Et David répondit et dit: Voici la pique du Roi! que l'un des écuyers vienne la chercher!
23 Jahweh zal aan ieder van ons zijn rechtschapenheid en trouw vergelden. Want ofschoon Jahweh u heden in mijn hand had geleverd, heb ik mijn hand niet geslagen aan den gezalfde van Jahweh.
Or l'Éternel donnera à chaque homme le réciproque de sa justice et de sa fidélité; car aujourd'hui l'Éternel t'a livré à ma discrétion et je n'ai pas voulu porter la main sur l'Oint de l'Éternel.
24 Welnu, zoals heden uw leven een hoge waarde had in mijn ogen, zo zal mijn leven een hoge waarde hebben in de ogen van Jahweh, en zal Hij mij redden uit iedere nood.
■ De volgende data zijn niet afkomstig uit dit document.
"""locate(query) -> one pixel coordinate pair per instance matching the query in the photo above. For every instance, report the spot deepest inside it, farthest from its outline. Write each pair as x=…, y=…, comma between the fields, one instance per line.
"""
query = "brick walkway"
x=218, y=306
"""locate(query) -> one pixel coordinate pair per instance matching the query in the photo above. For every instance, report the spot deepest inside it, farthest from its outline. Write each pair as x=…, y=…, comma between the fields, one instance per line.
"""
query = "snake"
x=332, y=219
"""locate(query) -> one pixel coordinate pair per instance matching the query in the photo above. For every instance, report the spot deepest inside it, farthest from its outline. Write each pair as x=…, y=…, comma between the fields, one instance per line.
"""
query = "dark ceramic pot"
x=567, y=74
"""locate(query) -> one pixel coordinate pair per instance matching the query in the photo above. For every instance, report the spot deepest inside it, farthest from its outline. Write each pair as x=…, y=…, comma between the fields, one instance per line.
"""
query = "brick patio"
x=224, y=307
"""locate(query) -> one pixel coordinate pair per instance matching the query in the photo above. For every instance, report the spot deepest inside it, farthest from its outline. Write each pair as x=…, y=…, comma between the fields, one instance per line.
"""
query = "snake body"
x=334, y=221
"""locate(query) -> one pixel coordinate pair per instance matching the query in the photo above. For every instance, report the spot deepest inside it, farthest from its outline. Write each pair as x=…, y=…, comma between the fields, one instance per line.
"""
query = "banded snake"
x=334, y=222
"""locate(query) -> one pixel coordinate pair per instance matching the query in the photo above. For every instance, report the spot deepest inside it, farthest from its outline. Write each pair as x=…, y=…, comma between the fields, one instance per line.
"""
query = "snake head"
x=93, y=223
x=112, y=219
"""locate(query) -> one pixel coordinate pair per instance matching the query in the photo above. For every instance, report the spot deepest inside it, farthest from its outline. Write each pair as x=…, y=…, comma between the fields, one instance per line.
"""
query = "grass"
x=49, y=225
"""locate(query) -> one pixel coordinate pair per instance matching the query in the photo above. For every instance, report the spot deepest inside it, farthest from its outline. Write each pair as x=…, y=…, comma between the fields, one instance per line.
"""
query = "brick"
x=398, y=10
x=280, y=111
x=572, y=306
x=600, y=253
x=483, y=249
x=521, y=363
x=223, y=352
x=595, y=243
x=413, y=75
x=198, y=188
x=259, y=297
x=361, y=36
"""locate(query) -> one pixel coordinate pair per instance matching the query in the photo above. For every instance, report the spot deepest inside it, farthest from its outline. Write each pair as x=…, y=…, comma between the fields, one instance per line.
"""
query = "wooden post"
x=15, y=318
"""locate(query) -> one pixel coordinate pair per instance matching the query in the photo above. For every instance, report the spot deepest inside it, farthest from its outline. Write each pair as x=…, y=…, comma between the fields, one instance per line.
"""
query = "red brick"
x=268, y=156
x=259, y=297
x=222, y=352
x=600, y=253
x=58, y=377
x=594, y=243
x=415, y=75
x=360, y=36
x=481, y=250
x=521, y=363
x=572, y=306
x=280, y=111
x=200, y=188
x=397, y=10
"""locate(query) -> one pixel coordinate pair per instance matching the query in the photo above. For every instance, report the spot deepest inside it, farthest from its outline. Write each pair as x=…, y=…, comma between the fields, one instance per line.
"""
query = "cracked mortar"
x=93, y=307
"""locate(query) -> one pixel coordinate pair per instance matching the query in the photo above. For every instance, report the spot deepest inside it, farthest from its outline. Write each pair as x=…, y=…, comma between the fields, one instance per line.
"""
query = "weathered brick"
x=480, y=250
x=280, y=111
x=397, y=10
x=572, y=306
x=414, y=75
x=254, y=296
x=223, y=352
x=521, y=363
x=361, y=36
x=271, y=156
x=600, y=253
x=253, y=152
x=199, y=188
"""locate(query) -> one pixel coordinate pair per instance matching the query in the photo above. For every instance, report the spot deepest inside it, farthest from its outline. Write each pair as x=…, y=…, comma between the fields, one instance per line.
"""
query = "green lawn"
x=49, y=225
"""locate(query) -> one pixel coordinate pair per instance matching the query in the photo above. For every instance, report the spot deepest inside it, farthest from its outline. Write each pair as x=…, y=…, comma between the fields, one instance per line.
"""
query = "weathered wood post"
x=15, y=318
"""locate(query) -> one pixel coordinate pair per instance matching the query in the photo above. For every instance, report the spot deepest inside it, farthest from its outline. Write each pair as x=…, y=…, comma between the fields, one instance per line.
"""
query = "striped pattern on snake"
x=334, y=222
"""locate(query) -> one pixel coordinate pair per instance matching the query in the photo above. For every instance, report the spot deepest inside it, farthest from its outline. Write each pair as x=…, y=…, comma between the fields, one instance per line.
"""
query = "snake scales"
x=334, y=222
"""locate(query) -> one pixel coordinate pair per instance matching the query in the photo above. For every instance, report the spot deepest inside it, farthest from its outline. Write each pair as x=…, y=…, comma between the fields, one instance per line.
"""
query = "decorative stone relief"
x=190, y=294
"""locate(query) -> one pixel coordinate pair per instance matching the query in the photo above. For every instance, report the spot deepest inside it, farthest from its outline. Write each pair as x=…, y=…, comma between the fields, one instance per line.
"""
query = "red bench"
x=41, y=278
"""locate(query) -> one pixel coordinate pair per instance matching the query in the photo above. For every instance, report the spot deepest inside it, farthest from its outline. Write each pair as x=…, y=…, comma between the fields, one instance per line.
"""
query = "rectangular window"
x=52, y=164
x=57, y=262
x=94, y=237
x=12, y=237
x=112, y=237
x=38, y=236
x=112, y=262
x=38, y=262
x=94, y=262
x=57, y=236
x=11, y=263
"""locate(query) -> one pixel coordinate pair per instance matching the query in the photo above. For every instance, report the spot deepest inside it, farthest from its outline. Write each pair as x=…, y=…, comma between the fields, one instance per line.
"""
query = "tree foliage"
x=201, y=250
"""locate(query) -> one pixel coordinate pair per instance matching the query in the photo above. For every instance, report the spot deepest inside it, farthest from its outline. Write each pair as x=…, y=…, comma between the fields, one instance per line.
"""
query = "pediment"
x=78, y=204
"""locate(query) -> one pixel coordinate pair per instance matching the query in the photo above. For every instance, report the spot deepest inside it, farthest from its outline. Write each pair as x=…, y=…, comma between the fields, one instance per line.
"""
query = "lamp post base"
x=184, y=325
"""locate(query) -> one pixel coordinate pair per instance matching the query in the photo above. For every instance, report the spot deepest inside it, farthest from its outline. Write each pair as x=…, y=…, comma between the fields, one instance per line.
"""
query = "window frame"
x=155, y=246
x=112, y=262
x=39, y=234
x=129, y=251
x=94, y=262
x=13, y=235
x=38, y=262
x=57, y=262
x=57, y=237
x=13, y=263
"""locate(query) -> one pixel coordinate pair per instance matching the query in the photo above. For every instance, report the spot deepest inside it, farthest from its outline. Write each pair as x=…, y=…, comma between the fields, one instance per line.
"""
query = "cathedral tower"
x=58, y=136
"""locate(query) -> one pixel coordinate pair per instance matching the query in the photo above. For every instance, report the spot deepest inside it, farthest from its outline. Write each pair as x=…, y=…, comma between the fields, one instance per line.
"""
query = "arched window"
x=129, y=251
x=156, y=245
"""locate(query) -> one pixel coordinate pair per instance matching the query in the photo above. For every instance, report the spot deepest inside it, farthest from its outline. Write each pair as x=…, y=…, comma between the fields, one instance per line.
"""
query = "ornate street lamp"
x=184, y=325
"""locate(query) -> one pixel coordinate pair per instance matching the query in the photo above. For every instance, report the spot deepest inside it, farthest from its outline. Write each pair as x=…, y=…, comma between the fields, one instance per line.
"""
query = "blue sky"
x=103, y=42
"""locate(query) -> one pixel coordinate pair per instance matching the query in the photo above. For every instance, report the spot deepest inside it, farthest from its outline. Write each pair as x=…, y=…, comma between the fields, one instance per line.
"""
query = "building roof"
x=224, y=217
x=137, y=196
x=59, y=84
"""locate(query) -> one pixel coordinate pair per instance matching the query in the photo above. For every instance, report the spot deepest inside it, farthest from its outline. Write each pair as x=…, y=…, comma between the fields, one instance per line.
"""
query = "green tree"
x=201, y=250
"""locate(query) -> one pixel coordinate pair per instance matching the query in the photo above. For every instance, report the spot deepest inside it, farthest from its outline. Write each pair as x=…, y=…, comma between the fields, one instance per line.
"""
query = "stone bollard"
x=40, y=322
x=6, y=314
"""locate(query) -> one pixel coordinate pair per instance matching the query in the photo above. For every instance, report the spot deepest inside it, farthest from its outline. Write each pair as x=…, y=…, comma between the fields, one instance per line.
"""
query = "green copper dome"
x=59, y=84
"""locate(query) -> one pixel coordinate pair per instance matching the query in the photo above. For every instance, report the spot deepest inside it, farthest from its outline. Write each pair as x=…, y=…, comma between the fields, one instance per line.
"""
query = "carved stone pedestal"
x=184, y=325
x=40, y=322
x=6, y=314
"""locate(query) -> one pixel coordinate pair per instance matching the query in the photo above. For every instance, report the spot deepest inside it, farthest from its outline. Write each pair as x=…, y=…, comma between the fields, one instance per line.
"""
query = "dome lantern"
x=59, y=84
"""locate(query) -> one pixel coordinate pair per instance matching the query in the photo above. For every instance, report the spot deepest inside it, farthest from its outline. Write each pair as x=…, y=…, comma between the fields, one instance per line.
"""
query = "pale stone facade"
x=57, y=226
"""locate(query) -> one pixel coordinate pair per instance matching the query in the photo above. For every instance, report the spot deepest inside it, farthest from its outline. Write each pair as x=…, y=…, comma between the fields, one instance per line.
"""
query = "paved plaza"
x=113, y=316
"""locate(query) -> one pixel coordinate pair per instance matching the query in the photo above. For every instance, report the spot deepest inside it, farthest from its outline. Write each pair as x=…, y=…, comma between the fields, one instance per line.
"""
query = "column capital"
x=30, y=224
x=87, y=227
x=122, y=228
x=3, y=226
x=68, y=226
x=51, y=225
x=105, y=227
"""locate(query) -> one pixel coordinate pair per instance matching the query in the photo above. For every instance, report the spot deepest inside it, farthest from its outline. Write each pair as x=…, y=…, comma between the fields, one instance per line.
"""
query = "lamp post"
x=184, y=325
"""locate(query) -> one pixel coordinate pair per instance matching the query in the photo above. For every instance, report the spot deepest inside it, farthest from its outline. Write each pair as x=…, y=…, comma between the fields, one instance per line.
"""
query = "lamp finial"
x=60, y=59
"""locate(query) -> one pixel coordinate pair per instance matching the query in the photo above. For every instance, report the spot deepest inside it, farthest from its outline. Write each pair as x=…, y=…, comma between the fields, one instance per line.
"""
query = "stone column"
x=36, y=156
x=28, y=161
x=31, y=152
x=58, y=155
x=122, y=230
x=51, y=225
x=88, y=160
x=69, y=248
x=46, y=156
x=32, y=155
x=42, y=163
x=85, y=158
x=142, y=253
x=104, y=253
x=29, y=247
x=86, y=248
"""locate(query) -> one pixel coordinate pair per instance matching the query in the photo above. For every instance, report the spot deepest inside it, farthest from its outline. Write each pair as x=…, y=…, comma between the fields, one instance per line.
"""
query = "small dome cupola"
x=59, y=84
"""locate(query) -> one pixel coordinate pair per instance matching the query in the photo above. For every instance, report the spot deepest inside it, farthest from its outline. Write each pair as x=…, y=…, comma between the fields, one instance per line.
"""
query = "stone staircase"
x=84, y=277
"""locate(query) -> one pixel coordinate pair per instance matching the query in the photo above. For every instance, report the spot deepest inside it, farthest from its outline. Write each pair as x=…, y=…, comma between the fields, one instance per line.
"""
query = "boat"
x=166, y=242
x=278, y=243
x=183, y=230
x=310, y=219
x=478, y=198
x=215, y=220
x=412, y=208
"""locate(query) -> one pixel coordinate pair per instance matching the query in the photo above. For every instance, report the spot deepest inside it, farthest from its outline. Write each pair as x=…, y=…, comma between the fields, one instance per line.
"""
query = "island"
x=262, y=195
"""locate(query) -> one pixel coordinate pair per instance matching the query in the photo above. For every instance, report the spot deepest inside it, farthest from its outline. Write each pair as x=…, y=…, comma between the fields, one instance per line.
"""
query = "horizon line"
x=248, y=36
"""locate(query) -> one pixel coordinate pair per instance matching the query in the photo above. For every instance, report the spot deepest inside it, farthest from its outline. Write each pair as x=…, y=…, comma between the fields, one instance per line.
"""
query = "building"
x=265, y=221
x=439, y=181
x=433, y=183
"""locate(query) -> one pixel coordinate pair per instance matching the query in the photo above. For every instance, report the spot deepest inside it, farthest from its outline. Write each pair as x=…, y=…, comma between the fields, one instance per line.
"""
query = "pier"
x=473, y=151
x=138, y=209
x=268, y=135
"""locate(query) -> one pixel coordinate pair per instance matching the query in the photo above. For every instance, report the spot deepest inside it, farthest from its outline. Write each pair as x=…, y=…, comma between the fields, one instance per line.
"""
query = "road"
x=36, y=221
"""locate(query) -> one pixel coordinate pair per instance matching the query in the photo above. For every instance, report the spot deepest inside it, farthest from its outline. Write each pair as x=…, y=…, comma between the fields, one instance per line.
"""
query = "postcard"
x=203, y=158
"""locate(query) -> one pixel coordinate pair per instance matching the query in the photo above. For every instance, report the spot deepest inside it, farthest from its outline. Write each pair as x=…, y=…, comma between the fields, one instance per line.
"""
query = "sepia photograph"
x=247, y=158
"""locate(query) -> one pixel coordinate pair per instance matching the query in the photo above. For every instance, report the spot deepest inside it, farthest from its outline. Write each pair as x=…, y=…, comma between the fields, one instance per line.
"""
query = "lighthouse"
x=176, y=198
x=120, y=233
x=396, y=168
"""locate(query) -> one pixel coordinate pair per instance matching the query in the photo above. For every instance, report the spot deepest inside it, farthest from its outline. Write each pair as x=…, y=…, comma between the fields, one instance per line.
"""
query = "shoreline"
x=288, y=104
Et voici, de même que aujourd'hui ta vie a été précieuse à mes yeux, de même ma vie aura une grande valeur aux yeux de l'Éternel qui me tirera de toutes les perplexités.
25 En Saul sprak tot David: Gezegend zijt gij, mijn zoon David; grote daden zult ge verrichten, en veel tot stand kunnen brengen. Toen vervolgde David zijn weg, en Saul keerde naar zijn woonplaats terug.
Et Saül dit à David: Sois béni, mon fils David! tu entreprendras, et tu viendras à bout. Et David poursuivit sa route, mais Saül regagna son lieu.